You know who would not celebrate those plays as Gordon and Caldwell-Pope did? Selfish guys. Guys who are thinking about how they look or worrying about whether a DNP in the fourth quarter might reflect on their standing. Guys who aren’t a part of the family. A guy who’s shooting for First Team Defense like KCP could sure feel a certain sort of a way about the two kids playing out the string and also grabbing the defensive player of the game chains. Instead, Kenny was as thrilled as the rest.
The same feelings went a few games prior, when backup point guard Reggie Jackson had spent a few games in a bit of a slump, and was finally breaking out of that shell in a spectacular way, and in a needed fourth quarter run. The guy who told Malone to leave him in? Jamal Murray, who ceded his spot that night to let Reggie cook. When Jackson scored seven straight points to put the Nuggets out of reach at games end, Murray was one of the first to greet him off the floor, overjoyed and celebrating as much as if he’d been the one to sling those arrows.
Heck, even rarely used center Jay Huff is a part of this Nuggets family, loved to the as much as any of the rest. When the Nuggets had banked a recent game to the point of bringing the far end of the bench in, Huff came into the game. In his short time, Jay had a block and then a pair of offensive plays – a finger roll layup and a dunk – that brought the starters back to their feet and cheering. Hell, Moach was actually the first one running out.
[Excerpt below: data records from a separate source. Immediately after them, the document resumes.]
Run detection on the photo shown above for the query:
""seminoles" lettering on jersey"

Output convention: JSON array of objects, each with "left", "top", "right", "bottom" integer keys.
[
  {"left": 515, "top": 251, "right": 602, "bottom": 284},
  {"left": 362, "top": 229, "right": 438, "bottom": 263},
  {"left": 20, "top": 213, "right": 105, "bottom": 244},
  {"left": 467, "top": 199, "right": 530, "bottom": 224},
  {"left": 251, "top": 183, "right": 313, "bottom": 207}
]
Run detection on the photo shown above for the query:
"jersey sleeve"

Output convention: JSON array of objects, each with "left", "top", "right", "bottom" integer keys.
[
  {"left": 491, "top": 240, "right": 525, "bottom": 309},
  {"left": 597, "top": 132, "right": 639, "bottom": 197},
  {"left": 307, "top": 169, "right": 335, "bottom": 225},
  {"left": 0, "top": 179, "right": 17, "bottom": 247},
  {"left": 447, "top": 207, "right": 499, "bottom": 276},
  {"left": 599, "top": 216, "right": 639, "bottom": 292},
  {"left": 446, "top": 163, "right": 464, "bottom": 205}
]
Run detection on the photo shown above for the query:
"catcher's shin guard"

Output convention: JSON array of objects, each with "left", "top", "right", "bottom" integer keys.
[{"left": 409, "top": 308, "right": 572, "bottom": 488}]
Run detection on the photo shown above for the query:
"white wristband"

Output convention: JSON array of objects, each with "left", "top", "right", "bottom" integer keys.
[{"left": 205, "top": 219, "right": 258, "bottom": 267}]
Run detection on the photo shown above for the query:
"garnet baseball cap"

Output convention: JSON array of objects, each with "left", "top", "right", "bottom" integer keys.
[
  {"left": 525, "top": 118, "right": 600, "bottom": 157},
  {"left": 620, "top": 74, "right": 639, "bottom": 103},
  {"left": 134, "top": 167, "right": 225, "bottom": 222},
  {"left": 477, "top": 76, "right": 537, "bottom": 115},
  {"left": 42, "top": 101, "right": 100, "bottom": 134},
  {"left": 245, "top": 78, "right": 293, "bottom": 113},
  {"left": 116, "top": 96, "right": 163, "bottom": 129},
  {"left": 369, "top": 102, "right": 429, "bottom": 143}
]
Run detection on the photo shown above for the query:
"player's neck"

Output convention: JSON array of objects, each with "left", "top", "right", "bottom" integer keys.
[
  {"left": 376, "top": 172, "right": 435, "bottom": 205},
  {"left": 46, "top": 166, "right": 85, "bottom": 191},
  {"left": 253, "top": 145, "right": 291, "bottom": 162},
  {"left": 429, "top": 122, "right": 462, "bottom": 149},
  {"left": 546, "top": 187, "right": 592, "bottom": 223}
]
On a less cohesive team, those starters are discussing plans in their relative cliques as the nobodys salt the game with absolutely no one still watching. In Denver, it’s an event. Because here we celebrate the success of our family.
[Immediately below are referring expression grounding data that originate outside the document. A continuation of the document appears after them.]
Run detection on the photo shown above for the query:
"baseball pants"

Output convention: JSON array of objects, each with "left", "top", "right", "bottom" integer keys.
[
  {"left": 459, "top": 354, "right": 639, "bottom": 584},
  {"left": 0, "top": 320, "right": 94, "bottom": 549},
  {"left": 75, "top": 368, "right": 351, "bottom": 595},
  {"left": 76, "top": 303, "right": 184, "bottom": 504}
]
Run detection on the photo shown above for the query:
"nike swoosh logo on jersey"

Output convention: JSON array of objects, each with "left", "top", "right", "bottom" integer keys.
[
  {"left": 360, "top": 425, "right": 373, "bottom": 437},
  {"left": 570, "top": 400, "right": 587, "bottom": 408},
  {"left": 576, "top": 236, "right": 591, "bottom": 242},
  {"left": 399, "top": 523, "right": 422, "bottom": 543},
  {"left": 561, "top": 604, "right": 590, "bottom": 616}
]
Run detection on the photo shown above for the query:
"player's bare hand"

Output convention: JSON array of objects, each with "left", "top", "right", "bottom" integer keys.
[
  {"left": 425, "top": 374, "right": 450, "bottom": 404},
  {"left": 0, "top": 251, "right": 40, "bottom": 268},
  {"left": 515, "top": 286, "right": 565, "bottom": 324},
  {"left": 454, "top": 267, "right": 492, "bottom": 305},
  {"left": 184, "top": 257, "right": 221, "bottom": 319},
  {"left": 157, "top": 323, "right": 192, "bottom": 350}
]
That feeling of family extends beyond the players having that uncommon bond, and their rejoicing in each other’s games. That feeling extends to Malone’s deep and concerted efforts to let a badly injured Jamal Murray know that the team would stick with him a couple years back. That extends to Gordon traveling halfway across the globe to hang with Nikola Jokic in his hometown. That extends to Jokic breaking his usual media silence to lift up the podcast of teammate Michael Porter, Jr., who himself has sacrificed ego in abundance for the greater good. To Caldwell-Pope and Murray both proclaiming in recent postgame interviews that they are Nuggets for life. To Malone telling the press he has “two daughters and 18 boys”. To a team that seems to have found harmony from top to bottom, this Denver Nuggets family has bought in.
It’s family. It is celebration, it’s true. Rejoicing and all the good stuff. But it is sacrifice as well. Hardship and frustrations and tears and blood and sweat and cohesion in moments that would test a lesser bond. It’s utter familiarity. It’s a subtraction of self for that greater good, and with that a bond that is so much harder to break than a “buddy”. What these Denver Nggets have already done together will be something that connects them for the rest of their lives. That they keep coming back to it every day willing to give of themselves, build those bonds even deeper and keep the larger goals in mind is something that only a family – of blood or bond – can do.
We are family. Get up everybody and sing!